City of Wolverhampton Council is working to protect the environment for future generations by bidding for funding which will benefit both the city and the wider region.
The council has applied for funding from the European Regional Development Fund (ERDF) for three projects which will encourage the uptake of ultra-low emission vehicles, improve local green spaces and improve the heating efficiency of council buildings.
If successful, the bids will see the council receive up to £3.9 million of funding to help support its climate change commitment.
Under the first project, Wolverhampton is taking the lead in seeking funding to encourage the uptake of ultra-low emission vehicles across the region. On behalf of the four Black Country authorities, City of Wolverhampton Council is applying to the ERDF for £1.6million.
If successful, the money would then be matched by Transport for the West Midlands, along with existing staff time from Black Country authorities and contributions from businesses benefiting from the grants, to create a new Black Country Electric Vehicle and Charging Infrastructure Grant Scheme (EVIGS).

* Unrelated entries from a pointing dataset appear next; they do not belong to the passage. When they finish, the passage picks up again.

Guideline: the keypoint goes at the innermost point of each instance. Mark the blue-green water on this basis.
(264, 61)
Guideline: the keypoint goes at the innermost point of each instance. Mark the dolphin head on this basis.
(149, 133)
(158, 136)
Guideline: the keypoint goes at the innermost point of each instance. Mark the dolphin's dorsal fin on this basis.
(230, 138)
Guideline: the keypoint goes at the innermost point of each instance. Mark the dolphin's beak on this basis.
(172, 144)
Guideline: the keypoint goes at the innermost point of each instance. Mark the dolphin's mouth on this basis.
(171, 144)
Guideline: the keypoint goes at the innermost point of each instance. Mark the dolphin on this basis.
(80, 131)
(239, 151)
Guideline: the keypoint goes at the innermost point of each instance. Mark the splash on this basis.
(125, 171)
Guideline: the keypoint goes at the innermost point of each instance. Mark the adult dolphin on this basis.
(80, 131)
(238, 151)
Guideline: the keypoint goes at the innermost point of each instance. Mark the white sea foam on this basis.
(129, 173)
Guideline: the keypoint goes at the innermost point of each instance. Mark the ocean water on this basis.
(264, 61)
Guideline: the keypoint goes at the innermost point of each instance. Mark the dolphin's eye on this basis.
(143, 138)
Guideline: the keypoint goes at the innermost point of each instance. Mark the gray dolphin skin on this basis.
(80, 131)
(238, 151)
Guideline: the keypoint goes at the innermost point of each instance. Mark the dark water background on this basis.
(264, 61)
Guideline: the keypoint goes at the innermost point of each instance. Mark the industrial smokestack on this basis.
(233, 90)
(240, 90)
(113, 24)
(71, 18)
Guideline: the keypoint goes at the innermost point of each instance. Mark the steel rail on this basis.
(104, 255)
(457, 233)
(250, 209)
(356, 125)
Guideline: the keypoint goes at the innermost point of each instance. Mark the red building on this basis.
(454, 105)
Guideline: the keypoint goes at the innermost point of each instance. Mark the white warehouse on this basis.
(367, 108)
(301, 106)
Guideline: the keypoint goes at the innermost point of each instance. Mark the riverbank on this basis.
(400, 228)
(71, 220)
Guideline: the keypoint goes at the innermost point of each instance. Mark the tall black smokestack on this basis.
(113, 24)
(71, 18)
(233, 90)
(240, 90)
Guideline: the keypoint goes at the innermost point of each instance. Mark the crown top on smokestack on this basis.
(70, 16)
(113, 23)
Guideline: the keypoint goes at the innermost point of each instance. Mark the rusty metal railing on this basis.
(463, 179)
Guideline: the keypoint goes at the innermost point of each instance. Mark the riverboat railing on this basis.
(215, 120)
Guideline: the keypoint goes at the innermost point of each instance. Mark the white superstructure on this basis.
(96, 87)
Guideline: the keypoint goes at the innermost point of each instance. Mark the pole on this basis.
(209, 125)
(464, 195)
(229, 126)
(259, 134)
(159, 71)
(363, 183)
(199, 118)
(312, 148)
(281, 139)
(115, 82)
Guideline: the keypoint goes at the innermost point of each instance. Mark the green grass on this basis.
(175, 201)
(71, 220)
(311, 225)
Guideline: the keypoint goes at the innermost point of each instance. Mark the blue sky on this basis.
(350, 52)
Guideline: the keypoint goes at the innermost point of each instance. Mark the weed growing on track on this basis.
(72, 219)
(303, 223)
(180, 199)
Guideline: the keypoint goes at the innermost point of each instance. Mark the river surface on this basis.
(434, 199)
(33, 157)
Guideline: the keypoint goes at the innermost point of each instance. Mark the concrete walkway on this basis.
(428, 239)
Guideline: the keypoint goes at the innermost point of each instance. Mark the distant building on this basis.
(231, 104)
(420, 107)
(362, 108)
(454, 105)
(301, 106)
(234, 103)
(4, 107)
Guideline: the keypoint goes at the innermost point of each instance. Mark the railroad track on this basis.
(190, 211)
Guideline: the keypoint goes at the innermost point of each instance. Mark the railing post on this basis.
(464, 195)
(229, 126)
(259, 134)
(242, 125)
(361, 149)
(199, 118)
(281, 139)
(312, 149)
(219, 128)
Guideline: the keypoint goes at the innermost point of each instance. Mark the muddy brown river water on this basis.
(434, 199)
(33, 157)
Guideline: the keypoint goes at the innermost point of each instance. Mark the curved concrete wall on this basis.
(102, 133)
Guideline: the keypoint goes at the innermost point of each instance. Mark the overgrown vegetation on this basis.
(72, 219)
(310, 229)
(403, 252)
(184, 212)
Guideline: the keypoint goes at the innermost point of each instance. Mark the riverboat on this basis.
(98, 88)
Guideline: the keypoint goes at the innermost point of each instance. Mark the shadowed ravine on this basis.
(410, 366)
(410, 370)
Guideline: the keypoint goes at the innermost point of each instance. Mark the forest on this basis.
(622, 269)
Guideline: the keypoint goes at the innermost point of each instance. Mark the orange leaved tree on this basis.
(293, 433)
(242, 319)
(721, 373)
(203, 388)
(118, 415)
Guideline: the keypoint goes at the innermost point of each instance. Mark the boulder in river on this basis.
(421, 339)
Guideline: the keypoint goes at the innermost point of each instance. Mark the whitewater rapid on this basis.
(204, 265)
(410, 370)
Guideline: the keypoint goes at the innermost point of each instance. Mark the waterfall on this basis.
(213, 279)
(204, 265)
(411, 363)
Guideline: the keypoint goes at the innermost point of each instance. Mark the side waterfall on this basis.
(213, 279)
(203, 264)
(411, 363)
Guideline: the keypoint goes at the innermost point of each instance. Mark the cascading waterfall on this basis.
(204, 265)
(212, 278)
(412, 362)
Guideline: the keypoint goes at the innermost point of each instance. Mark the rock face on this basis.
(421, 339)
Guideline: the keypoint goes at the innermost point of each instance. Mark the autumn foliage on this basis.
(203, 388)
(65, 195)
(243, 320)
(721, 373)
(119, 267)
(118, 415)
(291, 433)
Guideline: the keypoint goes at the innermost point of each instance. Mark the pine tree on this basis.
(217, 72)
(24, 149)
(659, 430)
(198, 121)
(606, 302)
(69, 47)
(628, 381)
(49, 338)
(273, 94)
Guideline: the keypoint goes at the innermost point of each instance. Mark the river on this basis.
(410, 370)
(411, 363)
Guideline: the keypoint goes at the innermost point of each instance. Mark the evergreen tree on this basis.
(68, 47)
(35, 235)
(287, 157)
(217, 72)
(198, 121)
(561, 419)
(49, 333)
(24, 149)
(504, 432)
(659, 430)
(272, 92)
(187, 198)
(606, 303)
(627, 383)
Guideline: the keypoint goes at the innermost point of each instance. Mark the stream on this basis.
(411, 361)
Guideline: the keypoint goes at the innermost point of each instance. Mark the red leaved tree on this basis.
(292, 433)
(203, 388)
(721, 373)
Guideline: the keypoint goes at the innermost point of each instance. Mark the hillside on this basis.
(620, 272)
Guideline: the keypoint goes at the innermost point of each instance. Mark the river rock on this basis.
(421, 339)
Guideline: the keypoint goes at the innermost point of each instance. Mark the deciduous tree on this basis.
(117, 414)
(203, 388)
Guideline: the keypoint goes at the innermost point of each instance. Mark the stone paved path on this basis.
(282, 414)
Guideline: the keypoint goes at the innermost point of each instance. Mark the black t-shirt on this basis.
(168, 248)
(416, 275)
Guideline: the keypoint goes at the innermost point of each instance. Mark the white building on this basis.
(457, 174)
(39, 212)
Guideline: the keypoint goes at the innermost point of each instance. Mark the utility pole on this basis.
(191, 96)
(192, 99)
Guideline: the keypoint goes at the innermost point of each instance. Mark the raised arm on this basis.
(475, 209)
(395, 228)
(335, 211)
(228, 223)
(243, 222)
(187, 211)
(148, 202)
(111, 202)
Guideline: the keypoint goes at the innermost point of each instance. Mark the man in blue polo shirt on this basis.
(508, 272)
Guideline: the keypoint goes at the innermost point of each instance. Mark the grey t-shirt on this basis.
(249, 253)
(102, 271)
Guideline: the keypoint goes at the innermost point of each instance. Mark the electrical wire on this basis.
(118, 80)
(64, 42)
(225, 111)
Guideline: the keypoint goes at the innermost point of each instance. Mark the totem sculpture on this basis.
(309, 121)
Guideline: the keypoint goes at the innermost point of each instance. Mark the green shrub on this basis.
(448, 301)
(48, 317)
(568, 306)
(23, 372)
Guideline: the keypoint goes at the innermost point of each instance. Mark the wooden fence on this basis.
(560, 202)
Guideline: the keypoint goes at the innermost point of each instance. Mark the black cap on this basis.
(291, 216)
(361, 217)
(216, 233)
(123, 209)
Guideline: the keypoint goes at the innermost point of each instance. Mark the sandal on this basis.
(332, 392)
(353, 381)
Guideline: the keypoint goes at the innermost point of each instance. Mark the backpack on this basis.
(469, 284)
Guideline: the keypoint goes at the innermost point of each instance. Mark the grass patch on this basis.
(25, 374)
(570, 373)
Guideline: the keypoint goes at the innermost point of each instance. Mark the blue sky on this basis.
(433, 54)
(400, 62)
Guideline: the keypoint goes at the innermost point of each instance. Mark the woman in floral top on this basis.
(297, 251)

The scheme would provide 100 Electric Vehicle grants to help taxi drivers and small and medium businesses buy electric vehicles as well as providing 100 workplace grants to help businesses with the cost of installing charge points.
The funding would also provide two rapid charging hubs for electric vehicles across the Black Country and help raise public awareness of the benefits of energy efficient transport.
EVIGS aims to produce 1,378 CO2 tonnes of carbon savings over the project term, which runs until 2023, and approximately 500 tonnes of CO2 saving each year going forward.
Other ERDF bids include applying for funding of £1.7 million for the second phase of Black Country Blue Network which aims to improve 126 hectares of green space linked by the local canal and river network.
The network is a partnership project between City of Wolverhampton Council, Walsall Council, Environment Agency, Canal and River Trust and The Wildlife Trust for Birmingham and the Black Country.
If successful, the funding would cover work including tree thinning, woodland and wildflower meadow creation, pond improvements, better access and native species planting at Fowlers Park, Ward Street and Pendeford Park as well as other environmental improvements across the Black Country.
A further application for £685,442 is for work under the Wolverhampton Investment Smart Energy (WISE) scheme which will improve the heating efficiency of council buildings and raise public awareness and understanding of climate change initiatives.
Councillor Louise Miles, Cabinet Member for Resources at City of Wolverhampton Council, said:
“These are some very important bids which, if successful, will all support projects that are focussed on making our city and wider region a cleaner and greener place to live.
“The funding will be used to work with colleagues in neighbouring authorities to meet our climate change commitment.
“In addition, the bid for the WISE project will help the council to reduce its energy consumption and greenhouse gases. This will help support our commitment to make the City of Wolverhampton Council carbon-neutral by 2028.”
At its next meeting on July 29 members of the city council’s Cabinet Resources Panel committee are being recommended to approve the council entering into grant funding agreements if the bids are successful.